PKK leaders fled to Iran following air strikes: report

Turkish media claims senior PKK terrorists fled to Shahidan camp in Iran as Turkey steps up air strikes

Photo by: Reuters
Photo by: Reuters

Cemil Bayik, a founding member of the militant group (PKK), speaks during an interview with Reuters at the Qandil mountains near the Iraq-Turkey border, October 19, 2013.

PKK terrorists escaping Turkish air strikes on their bases in northern Iraq are reportedly hiding in camp in Iran.

According to a report published in the Turkish daily Star newspaper on Thursday, the militants are seeking refuge in a camp in Shahidan, located along the Iranian-Iraqi border.

The Shahidan camp had long been used as a base by the PKK’s Iranian branch, the PJAK, before it was abandoned.

PKK leader Cemil Bayik is also reportedly among approximately 200 senior militants running the base, which is currently being used as a safe haven for the group. It is one of five bases found in Iran.

Turkey, which has been targeting PKK terrorists positioned around its border in Northern Iraq since a ceasefire with the militant group was broken last month, is not able to conduct air strikes on neighbouring Iranian territory.

The PKK -  which is listed as a terrorist organisation by Turkey, the EU, the US and NATO - was once operational in Iran as well as Turkey, but halted its activities in Iran in 2011 to focus more on the war in Syria.

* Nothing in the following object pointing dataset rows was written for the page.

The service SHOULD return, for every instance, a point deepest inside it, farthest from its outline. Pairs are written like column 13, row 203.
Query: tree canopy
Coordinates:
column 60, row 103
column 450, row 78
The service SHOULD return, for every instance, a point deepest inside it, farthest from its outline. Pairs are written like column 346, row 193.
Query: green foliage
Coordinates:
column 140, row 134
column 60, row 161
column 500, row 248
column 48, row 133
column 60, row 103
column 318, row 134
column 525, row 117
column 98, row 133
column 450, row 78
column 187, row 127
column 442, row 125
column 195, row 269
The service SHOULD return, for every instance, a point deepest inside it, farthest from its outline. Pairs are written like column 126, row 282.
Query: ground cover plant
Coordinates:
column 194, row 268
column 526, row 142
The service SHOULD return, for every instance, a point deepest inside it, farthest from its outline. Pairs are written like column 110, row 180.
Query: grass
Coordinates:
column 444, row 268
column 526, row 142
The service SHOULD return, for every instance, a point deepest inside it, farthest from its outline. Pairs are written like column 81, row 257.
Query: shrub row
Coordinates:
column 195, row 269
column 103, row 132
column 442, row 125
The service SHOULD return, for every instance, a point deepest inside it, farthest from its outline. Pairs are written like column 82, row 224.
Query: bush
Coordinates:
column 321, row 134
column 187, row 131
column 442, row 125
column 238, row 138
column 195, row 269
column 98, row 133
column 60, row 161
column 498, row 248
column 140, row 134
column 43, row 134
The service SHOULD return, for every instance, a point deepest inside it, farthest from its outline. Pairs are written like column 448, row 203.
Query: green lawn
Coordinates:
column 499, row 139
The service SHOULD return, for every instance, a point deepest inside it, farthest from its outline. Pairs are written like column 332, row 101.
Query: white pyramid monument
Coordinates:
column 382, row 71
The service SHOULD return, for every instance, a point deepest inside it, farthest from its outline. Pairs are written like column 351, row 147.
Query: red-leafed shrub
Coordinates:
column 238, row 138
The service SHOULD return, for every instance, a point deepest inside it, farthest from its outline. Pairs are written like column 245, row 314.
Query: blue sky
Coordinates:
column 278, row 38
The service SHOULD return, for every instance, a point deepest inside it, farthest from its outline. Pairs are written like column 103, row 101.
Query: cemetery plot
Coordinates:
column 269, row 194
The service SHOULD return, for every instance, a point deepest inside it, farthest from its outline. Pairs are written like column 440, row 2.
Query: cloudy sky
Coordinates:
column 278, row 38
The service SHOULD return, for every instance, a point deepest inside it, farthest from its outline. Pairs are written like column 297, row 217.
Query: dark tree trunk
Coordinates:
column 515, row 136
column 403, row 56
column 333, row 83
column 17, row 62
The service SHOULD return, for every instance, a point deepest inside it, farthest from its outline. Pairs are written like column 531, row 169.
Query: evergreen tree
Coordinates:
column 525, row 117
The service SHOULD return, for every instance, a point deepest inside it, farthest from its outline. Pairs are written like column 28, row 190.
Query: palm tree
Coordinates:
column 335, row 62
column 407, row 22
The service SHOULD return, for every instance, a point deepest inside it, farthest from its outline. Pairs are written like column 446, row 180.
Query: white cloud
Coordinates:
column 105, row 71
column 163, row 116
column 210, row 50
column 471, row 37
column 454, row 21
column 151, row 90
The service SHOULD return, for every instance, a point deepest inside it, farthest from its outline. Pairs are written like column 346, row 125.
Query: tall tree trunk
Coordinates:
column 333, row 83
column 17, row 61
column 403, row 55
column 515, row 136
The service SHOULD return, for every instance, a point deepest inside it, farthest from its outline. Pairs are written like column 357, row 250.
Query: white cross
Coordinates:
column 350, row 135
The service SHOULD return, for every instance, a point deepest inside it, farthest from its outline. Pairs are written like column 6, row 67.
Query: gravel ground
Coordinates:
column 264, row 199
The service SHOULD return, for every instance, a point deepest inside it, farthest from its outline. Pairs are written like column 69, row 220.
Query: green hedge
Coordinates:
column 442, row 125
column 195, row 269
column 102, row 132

In August 2011, PKK commander Murat Karayilan told the Euphrates News Agency that the PKK did not consider it “appropriate” to continue being at war with Tehran while world was trying to “encircle Iran,” indicating that the PKK was siding with the Iranian-backed Syrian regime of Bashar al-Assad, whom the international community has repeatedly called on to step down.

PKK terrorists have have killed 36 Turkish security officers along with 6 civilians during dozens of terror attacks since a suicide bombing that took place in the Suruc district of Turkey's southeastern Sanliurfa province on July 20 claimed 32 lives and injured more than 100. The Turkish government blamed the terror attack on ISIS. 

The PKK blamed the Turkish authorities for "not doing enough to protect Kurds from the ISIS threat."

At least 36,000 people have been killed during the clashes between the Turkish security forces and the PKK terrorists since the group began its attacks against the Turkish state in 1980s.

In early 2013, Turkey launched a peace process to end the armed conflict with the PKK, but the PKK decided to end the ceasefire on July 11, 2015, citing the construction of dams in southeastern Turkey as a reason.